What's the skinny on RO water?

Homebrew Talk - Beer, Wine, Mead, & Cider Brewing Discussion Forum

Help Support Homebrew Talk - Beer, Wine, Mead, & Cider Brewing Discussion Forum:

This site may earn a commission from merchant affiliate links, including eBay, Amazon, and others.

BongoYodeler

Supporting Member
HBT Supporter
Joined
Jun 8, 2016
Messages
5,356
Reaction score
20,705
Location
California
So I recently retired and am looking for a way to help curb brewing expenses without curbing my brewing. Regarding water, I generally stop at WalMart or other nearby grocer to buy gallon jugs of distilled water off the shelf, usually priced around 99 cents to $1.19 per gallon. Last week I stopped at my local Culligan shop and learned that they offer a RO club whereby you pre-pay $75 for 250 gallons of RO water, which comes out to 30 cents/gallon, and then pick up what you need each trip. (I didn't think to ask if this includes the containers or if I have to purchase or provide my own). So my question to those that use RO water is, do you treat that as distilled water when building a water profile to fit the beer you're brewing?
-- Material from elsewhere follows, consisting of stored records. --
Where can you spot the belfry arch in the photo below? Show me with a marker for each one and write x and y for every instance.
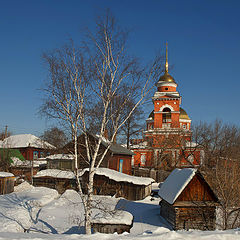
(166, 115)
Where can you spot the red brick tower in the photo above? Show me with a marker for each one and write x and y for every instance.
(168, 130)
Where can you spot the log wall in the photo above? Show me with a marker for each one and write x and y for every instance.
(6, 185)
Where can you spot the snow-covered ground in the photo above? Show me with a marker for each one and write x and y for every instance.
(44, 214)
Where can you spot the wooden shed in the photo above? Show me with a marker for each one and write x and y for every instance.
(188, 202)
(55, 179)
(116, 221)
(6, 182)
(111, 182)
(117, 158)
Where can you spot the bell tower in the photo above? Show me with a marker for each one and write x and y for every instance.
(166, 101)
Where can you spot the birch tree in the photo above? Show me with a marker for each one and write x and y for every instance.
(94, 75)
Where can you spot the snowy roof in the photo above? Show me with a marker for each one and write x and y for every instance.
(56, 173)
(139, 145)
(115, 148)
(25, 140)
(191, 144)
(116, 217)
(60, 156)
(175, 183)
(121, 177)
(16, 162)
(6, 174)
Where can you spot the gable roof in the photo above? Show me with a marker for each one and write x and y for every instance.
(25, 140)
(175, 183)
(120, 177)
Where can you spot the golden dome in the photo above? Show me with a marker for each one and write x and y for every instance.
(183, 114)
(151, 115)
(166, 78)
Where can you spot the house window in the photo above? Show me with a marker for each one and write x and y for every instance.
(120, 165)
(143, 160)
(35, 155)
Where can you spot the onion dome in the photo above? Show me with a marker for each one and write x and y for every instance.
(183, 114)
(166, 77)
(151, 115)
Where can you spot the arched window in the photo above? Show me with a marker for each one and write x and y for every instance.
(166, 115)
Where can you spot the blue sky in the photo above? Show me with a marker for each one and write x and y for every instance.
(203, 38)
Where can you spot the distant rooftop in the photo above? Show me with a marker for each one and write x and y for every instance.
(25, 140)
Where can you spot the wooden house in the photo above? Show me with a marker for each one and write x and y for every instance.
(30, 146)
(117, 158)
(111, 182)
(6, 182)
(188, 202)
(60, 161)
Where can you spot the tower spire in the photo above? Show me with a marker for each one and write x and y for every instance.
(166, 64)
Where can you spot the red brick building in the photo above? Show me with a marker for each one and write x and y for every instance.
(167, 141)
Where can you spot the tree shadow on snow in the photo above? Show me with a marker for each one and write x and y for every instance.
(75, 230)
(143, 213)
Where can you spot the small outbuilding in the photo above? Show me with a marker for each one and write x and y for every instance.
(6, 182)
(111, 182)
(188, 202)
(118, 221)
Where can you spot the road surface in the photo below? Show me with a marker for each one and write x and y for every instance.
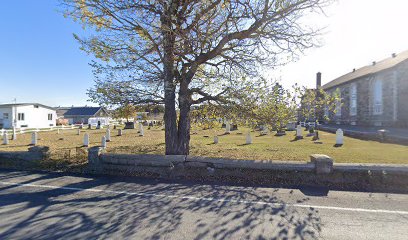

*I don't want to put in a RO home unit.
 
For all practical purposes, they can be treated as the same. RO is heavily filtered, distilled is boiled and capturing the steam. Unless you want to send them in for analysis (kinda silly), I'd go with treating them the same. About the only difference that might have any effect is distilling is less effective than RO at removing chloramines.
 
I agree - but only because I have a TDS meter and know how to use it ;) The output of my home system typically reads 6 to 7 on a TDS meter.
I recommend obtaining one - a $7 stick model is fine - and use it whenever dealing with purported RO water, especially if a kiosk is involved...

Cheers!
 
(I didn't think to ask if this includes the containers or if I have to purchase or provide my own).
I'm willing to bet you provide your own containers. That's the case at Walmart and other grocery stores with the RO-kiosks. They may sell empties, but then you're back at 90 cents a gallon.
+1 on the TDS meter, it's cheap insurance that the filters and RO membrane(s) are working before you fill, buy, and transport the water.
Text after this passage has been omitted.